Why is it that when gay cinema rears its ugly head, it’s always so much more blinding to the eye than heterosexual cinema? I could probably cite a number of “straight” films more inept than Another Gay Sequel: Gays Gone Wild, but it seems that when gay films fail, they’re more likely to be seeped in venom and puss. Another Gay Sequel is as bitchy as you’d imagine it to be, so bitchy in fact that writer/producer/director Todd Stephens eclipses his finer attempts at satire with a sassy huff that’s more akin to a gum-chewing Valley bimbo (do those still exist?) than the sting it so wishes to create. For starters, only one of the original quartet of homos returned for the second outing, allowing for the character’s mother to make a jab about how “some actors’ agents think that doing two gay movies in a row might make people actually think that they’re gay.” This would be all fine-and-dandy if it didn’t seem so cross, or if it weren’t followed with the nelly fag Nico (Jonah Blechman) remarking, “they’re much cuter than I remember.” And, shockingly, even more hollow of caricatures than I remember. The jock, the hot nerd, the all-American college boy and the queen are all there, at least in sketches.

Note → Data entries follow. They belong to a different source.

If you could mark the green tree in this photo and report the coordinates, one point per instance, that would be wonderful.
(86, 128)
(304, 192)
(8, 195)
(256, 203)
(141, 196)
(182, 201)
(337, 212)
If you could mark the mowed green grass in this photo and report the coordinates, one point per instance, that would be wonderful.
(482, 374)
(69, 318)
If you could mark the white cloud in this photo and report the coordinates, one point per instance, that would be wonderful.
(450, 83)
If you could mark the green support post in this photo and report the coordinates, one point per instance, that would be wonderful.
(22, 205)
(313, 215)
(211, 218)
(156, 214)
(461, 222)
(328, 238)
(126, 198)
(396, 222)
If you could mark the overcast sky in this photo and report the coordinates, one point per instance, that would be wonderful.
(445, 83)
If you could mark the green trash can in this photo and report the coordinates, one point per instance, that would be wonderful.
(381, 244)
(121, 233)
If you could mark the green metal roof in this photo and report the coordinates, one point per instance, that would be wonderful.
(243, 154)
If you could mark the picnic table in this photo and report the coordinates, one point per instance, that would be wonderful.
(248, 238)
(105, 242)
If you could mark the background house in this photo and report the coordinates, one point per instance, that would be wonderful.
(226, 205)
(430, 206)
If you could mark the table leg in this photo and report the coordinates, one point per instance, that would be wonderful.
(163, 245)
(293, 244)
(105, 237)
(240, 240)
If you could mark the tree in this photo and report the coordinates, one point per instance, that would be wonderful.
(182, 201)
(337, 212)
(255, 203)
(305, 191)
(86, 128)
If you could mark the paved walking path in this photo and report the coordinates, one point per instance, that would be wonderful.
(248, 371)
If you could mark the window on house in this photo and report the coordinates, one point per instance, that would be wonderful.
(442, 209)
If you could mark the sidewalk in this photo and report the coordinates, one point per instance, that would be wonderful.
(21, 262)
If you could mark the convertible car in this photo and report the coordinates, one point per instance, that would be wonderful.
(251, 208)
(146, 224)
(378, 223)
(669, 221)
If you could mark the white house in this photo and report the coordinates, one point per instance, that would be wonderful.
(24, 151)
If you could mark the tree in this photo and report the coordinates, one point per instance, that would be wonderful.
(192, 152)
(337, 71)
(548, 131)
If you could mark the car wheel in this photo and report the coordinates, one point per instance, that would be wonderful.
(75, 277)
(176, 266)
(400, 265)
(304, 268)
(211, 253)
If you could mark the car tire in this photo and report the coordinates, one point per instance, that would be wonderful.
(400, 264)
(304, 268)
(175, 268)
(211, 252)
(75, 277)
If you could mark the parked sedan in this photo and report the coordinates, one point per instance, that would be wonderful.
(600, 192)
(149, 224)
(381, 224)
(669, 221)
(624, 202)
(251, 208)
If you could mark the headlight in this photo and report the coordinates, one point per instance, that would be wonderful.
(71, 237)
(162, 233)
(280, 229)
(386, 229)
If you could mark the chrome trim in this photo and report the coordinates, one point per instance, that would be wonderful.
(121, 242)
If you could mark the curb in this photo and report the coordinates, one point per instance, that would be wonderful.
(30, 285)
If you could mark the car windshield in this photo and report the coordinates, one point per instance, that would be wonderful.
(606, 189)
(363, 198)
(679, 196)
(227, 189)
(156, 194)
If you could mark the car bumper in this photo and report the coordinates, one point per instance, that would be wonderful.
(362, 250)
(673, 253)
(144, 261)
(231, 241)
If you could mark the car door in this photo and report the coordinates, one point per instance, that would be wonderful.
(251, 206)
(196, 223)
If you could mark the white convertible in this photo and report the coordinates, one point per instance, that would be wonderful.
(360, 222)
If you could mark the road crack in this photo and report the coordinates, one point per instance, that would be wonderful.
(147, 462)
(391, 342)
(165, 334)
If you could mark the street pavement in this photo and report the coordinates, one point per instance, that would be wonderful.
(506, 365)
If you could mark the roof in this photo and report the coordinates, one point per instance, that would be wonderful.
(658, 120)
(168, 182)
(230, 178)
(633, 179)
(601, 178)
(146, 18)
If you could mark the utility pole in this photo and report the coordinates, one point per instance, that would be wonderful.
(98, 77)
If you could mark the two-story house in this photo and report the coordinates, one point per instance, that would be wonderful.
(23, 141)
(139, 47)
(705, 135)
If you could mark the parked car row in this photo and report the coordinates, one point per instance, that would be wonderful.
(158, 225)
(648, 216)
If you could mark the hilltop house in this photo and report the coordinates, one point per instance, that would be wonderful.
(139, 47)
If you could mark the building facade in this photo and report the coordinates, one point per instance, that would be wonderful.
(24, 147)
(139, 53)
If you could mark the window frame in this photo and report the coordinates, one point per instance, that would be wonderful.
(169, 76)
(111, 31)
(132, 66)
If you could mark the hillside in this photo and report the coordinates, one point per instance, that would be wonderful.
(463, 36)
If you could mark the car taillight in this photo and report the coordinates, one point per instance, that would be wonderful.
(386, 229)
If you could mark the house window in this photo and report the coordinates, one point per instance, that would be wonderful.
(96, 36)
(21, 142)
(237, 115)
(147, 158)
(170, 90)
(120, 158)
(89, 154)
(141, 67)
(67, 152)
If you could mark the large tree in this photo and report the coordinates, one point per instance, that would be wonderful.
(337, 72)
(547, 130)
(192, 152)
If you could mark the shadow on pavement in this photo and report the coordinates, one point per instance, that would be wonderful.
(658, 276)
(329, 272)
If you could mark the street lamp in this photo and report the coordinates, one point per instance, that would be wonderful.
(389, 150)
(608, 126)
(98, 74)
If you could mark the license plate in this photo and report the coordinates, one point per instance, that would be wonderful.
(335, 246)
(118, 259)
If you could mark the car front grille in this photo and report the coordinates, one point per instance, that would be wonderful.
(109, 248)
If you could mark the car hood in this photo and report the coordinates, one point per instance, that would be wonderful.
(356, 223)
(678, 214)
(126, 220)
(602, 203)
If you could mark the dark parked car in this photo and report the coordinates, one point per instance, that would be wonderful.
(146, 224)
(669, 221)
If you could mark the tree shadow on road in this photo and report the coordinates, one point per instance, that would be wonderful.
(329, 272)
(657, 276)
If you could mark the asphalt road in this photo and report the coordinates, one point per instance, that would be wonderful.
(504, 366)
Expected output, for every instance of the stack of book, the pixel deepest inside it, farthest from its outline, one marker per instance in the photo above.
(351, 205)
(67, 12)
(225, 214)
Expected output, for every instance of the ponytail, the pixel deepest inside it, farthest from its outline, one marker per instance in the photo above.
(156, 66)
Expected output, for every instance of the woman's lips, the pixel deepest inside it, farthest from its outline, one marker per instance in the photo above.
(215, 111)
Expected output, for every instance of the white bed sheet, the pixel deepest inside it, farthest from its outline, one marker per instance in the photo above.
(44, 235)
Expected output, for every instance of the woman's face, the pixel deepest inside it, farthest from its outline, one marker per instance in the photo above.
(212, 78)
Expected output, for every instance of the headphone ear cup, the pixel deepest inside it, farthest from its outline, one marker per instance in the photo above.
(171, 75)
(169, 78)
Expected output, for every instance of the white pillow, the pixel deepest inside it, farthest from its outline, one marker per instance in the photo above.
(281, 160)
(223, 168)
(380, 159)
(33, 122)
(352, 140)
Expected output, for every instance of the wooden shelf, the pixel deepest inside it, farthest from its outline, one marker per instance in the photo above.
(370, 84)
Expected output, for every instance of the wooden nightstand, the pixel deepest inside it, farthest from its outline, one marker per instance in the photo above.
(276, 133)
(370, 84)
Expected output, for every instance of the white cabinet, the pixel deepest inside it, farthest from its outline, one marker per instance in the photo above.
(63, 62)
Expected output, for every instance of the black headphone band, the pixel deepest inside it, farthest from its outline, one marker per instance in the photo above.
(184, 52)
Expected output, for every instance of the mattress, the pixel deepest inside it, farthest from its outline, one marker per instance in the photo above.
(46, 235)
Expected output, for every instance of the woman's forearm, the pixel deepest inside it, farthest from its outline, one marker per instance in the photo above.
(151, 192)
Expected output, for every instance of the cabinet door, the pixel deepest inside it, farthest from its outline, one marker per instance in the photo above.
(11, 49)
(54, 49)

What makes Another Gay Sequel even more appalling than its last outing is not its weird sexual agenda in which only attractive, hairless young boys are allowed to have sex and out-of-the-ordinary sexuality is treated as bottom-of-the-barrel comedy; it’s the rampant racism and sexism that makes Another Gay Sequel so irredeemable. If one is to accept the terms of this gay fantasia in which gay is attributed as the inverse of heterosexuality and the roles are reversed to the point where heterosexuality is nonexistent, it’s still a tough pill to swallow when you look at the whitewashing of the whole endeavor. One line, which would have worked in a sharper movie, has RuPaul, the emcee of the Gays Gone Wild Competition, defending one of the prizes, a trip to some rundown city in New Jersey, as having wonderful potential “if the gays can finally get rid of the blacks.” But wait! RuPaul is the only black person in the whole movie. And if we’re staying on the equal opportunity wagon, how come only two characters, Nico’s mom and the high school bull dyke, are actually played by women, and how come they only make an appearance in the opening scene?

For a film that relies so heavily on a strange history of iconic female figures in cinema, it’s terribly condescending to wipe your film clean of any… vagina. I’m sure if the female anatomy were ever mentioned in the film, it’d make the quartet squeal. With references as broad as Heathers, Whatever Happened to Baby Jane, Romy & Michele’s High School Reunion, 10, Splash and Mommie Dearest, the film bites the hand that feeds it, in the same vain of the original which finds much of its humor looking down on 90s gay cinema. Replacing the room for females or blacks instead are the likes of gay porn stars, reality TV personalities and the despicable Perez Hilton, who’s about as funny as a dirty sock. Either Another Gay Sequel is one of the nastiest (in all the ways it doesn’t try to be) films I’ve ever seen, or it’s the most scarily accurate depiction of the racist, sexist, ageist state of young gay America. Either way, there’s no cause for celebration here.

2 comments:

Anonymous said...

Bra-fucking-vo.

reassurance said...

Ha, thanks a lot. I didn't expect that the sequel could actually be worse than the original, but boy, I sure underestimate the world of shitty gay cinema.